Andy Boyle isn’t a parent. He isn’t a child development researcher or a psychologist or any kind of expert, really. But he’s darn funny, and he’s written an advice book aimed at young people that might just do them some good while providing a laugh or two.
With a background in actual stand-up comedy, the 31-year-old writer and internet tech geek relies on a few 20-something years of excess in his own life as a starting point. Many of his bits of wisdom have been dispensed by others, but not quite like this.
Among Boyle’s topics: What would Tom Hanks do? Nobody knows anything. Accept the fact that most relationships fail.
His book, “Adulthood for Beginners: All the Life Secrets Nobody Bothered to Tell you,” will be released in May by TarcherPerigee, a division of Penguin Random House.
A conversation with Andy Boyle:
AP: Who is your intended audience here?
Boyle: Really anyone who’s looking for help, either in starting their life or trying to understand someone who’s starting out adulthood.
AP: That’s around when life went off the rails a bit for you? In your 20s?

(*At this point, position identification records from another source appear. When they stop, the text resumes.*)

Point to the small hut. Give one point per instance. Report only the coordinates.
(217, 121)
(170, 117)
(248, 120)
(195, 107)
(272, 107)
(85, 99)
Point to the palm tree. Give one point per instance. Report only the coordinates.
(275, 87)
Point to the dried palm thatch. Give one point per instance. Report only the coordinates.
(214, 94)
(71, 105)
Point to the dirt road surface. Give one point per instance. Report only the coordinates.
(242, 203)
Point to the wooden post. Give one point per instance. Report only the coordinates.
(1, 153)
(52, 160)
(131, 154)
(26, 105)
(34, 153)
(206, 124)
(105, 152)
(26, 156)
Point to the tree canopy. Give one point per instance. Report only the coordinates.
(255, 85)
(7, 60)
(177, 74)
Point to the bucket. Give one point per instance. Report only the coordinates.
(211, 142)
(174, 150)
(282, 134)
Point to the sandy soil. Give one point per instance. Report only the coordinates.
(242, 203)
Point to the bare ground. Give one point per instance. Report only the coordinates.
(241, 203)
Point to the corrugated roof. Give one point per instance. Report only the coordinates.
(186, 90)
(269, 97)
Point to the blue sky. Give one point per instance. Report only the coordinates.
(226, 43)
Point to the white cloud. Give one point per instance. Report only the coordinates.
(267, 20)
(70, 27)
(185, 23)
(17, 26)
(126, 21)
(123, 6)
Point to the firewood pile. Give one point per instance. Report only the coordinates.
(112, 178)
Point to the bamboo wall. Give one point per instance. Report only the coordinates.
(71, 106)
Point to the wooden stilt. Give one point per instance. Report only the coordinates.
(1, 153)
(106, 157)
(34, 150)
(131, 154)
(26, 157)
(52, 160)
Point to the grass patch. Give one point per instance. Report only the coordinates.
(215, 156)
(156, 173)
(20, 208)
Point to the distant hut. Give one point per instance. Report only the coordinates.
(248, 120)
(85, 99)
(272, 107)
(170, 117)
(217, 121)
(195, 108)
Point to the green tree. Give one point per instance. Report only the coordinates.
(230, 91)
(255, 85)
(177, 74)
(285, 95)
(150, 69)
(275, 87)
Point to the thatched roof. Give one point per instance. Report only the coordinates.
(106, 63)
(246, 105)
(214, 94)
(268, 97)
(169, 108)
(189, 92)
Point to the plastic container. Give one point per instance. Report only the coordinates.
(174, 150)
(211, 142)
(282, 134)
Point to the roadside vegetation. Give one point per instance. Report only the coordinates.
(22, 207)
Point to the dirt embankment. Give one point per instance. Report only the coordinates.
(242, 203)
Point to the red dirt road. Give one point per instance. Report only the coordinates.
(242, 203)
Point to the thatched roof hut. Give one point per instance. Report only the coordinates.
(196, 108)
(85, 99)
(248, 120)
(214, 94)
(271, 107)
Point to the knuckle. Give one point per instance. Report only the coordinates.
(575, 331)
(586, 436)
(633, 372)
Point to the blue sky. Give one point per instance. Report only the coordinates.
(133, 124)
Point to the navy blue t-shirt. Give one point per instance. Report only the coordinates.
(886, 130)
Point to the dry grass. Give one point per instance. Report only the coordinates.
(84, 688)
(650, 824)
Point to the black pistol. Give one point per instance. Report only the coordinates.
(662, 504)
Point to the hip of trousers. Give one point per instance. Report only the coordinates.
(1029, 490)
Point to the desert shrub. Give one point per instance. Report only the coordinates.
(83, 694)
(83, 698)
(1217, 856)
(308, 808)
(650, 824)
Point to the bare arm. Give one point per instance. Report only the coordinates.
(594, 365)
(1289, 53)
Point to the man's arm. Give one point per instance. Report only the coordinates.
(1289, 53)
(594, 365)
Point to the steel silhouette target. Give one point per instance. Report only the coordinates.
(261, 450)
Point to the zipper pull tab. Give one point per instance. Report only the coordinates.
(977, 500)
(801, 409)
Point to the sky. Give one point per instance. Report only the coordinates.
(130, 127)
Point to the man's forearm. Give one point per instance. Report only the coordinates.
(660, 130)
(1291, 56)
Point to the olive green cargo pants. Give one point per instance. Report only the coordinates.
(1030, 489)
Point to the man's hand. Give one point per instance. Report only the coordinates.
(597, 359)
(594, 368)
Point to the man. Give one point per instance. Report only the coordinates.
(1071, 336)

Boyle: The same thing happened to me that I think happens to a lot of people. You go through 12 years of school and you go to college. And then it’s, “OK, go be an adult.”
I was just kind of treading water for probably five or six years, even though I was doing OK professionally. I was constantly filled with self-doubt. My personal life was a mess. I was really overweight. I was sick a lot of the time. I was leading this sort of unhealthy, sad life.
The tipping point was when I was working for the Chicago Tribune. I was in a meeting and I crossed my legs and I split my pants right down the back. That was 2013, when I started not drinking. I was 27 or 28. I was at 306 pounds.
AP: Why does the comedian part of yourself make you a good person to dispense advice?
Boyle: Light and funny is a nice way to go. I try to stay not cynical. I’m not saying I know all of the answers. It’s more like, “Hey, I’ve made a bunch of mistakes and some of them were kind of funny.”
Find some joy in the silliness.
AP: Let’s talk about the chapter, “What the Hell Should You Do with Your Life?” You talk about turning your passion into your profession and why you think that’s b.s.
Boyle: A lot of these books say you should find what you love and do that every day. I’m saying go work that job that maybe you don’t love, but it’s good enough and maybe it makes you happy. It allows you to maybe buy that fishing boat that you want because you love to go fishing.
You don’t necessarily have to turn your passion into your job.
AP: Isn’t that kind of a throwback idea as opposed the millennial approach to life?
Boyle: Maybe. I grew up with two amazing parents. I’m from Nebraska. My mom owned her own insurance agency and my dad sold cattle feed for a living. On the side, they had all these other little business projects that would help them make money.
But my mom loved to play piano. She’s been playing the piano since she was 4 or 5 years old. It brings her joy. It makes her happier than anything else in the world, but she knew that she needed to be able to feed herself and to help support a family.
AP: You talking about gaming oneself, like a little personal twist on the Tom Sawyer fence-painting story.
Boyle: Yeah, turn things into a little game. Even if it’s shopping or going to the gym. Trick your brain into adding five more pounds to the bench press. Be competitive with yourself. Shop for groceries as fast as you can and time yourself.
AP: You wrote that without Nickelback you wouldn’t be where you are today. What did you mean by that?
Boyle: I had this realization that I was a jerk back then. I would make fun of people who liked Nickelback when in fact it was, like, “Andy, you owned Silver Side Up.”
It was that moment where it was, like, “Hey man, Nickelback fans are human.” You shouldn’t be mean to them. I look back with a lot of regret about how I treated people. I don’t want to be that guy.